“Every single day, I am told the only way to make money in the market is to buy tech stocks,” said a rather pugnacious German fund manager to Spy this week, drinking Boulevardier cocktails laced with Campari. “Yes, tech has rallied hard but there is extraordinary money to be made if one runs your non-tech firm very well. Take Starbucks, the ubiquitous coffee chain. In 1987, Howard Schulz bought the firm from its founders for just $3.8m. It now has 38,000 stores and is worth $91bn.” Tech may get all the attention but the truly curious are looking for value elsewhere reckons Spy.

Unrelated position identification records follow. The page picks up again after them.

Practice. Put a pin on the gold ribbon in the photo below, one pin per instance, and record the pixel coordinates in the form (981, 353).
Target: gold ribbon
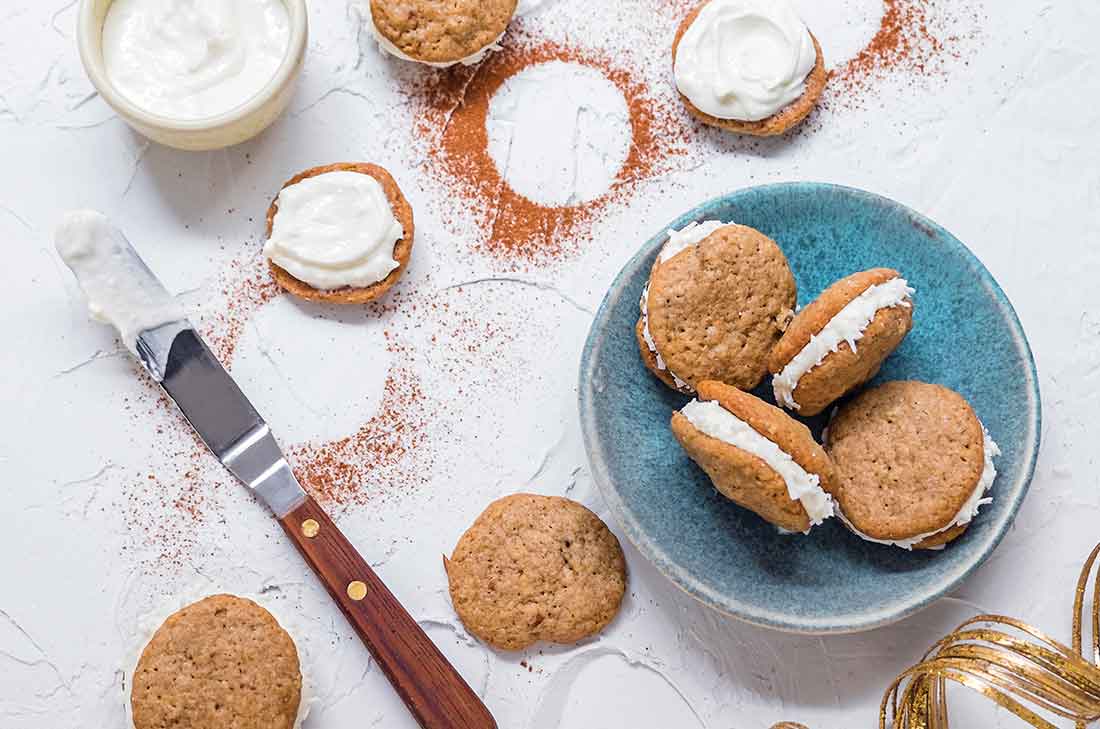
(1016, 666)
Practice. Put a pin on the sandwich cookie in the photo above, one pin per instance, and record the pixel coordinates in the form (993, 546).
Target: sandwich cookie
(840, 340)
(757, 456)
(340, 234)
(913, 464)
(536, 567)
(718, 298)
(748, 66)
(441, 33)
(221, 662)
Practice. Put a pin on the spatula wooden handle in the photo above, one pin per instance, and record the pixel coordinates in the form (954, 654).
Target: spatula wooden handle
(429, 685)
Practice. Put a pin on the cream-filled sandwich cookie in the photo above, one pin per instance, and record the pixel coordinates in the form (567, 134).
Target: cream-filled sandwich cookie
(757, 456)
(341, 234)
(914, 465)
(748, 66)
(718, 298)
(441, 33)
(840, 340)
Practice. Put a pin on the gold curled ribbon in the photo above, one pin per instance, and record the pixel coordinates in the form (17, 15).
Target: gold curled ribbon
(1018, 666)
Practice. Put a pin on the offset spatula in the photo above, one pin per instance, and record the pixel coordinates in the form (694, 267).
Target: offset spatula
(123, 290)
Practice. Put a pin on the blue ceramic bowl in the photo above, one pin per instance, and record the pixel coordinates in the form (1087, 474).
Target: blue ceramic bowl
(966, 337)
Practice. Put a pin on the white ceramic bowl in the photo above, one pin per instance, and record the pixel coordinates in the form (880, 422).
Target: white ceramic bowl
(224, 130)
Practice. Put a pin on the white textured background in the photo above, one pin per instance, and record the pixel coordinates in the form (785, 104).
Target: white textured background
(1001, 148)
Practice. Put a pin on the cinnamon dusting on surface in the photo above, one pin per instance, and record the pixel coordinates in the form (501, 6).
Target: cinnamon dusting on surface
(353, 470)
(914, 37)
(453, 116)
(246, 286)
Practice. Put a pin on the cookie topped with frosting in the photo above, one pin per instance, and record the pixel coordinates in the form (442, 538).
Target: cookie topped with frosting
(748, 66)
(840, 340)
(340, 233)
(440, 33)
(914, 464)
(758, 456)
(717, 301)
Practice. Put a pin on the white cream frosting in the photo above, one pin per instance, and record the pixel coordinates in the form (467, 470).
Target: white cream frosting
(714, 420)
(334, 230)
(745, 59)
(966, 515)
(679, 240)
(847, 326)
(194, 58)
(693, 234)
(387, 46)
(119, 288)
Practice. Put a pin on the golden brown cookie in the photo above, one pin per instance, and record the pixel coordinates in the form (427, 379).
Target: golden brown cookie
(779, 123)
(716, 309)
(843, 368)
(745, 466)
(220, 663)
(536, 567)
(912, 460)
(441, 31)
(403, 251)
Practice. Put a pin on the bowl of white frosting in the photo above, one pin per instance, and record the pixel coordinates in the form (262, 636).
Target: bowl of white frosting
(195, 74)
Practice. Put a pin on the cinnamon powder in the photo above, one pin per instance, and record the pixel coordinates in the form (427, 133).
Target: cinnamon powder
(354, 470)
(913, 37)
(453, 116)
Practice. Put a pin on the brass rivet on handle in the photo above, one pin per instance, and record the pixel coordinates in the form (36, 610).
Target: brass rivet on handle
(356, 591)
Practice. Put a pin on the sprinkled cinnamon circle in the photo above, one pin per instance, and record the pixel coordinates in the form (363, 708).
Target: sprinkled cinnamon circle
(515, 228)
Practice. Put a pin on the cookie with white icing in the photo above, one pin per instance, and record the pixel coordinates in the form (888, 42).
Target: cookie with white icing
(340, 233)
(748, 66)
(840, 340)
(914, 464)
(717, 301)
(758, 456)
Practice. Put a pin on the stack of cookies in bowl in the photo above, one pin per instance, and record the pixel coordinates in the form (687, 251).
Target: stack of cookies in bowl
(906, 464)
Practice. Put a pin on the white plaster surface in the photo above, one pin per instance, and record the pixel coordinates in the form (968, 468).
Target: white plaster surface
(1001, 150)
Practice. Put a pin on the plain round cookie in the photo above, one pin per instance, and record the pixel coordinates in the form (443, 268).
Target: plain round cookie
(403, 251)
(221, 663)
(716, 309)
(441, 31)
(782, 121)
(845, 369)
(908, 457)
(536, 567)
(744, 477)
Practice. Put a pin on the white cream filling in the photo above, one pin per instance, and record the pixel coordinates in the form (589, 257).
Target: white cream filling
(336, 230)
(966, 515)
(118, 286)
(745, 59)
(194, 58)
(387, 46)
(714, 420)
(149, 623)
(847, 326)
(679, 240)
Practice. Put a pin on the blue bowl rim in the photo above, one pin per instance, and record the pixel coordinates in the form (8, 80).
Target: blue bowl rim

Perhaps it is only Spy’s particularly dodgy sense of humour, but when he came across the Enhanced Nasdaq 100 ETF, it sounded more like some dubious sex aid, than a serious fund. It is in fact a thing, and it launched recently: “The SGI Enhanced Nasdaq-100® ETF (QXQ) seeks to generate the return of the Nasdaq-100 utilising futures and options, while providing an additional enhanced yield through ultra-short-term options strategies.” With the Nasdaq reaching new highs, Spy is not convinced it really needs any ‘enhancement’ whatsoever, but there will always be those who think their best assets still need juicing up. If it is good enough for Dolly Parton, so to speak…
Sometimes the anonymous meme makers that riddle the internet with cat videos and lowlife drivel, nail an idea better than any long-winded economic analysis ever will. Spy has absolutely no idea who the fellow (or girl) who was that created this, but he or she deserves a hat tip. Right now, it does feel that two very different powerhouses, are driving the US economy along.
There is an old saying, “Sell in May and go away and don’t come back till St Leger’s Day”. It basically meant taking your trading profits and waiting out the summer until real traders got back to their desks in October after the hot mid-year holidays The rather pithy line has always been a half-baked truth, if one at all, as most sensible wealth and fund managers know: you simply can’t time the market. As if to prove that very point, the S&P 500 has just breeched, at the time of writing, the nice round number of 5500. That is, of course, a brand new high.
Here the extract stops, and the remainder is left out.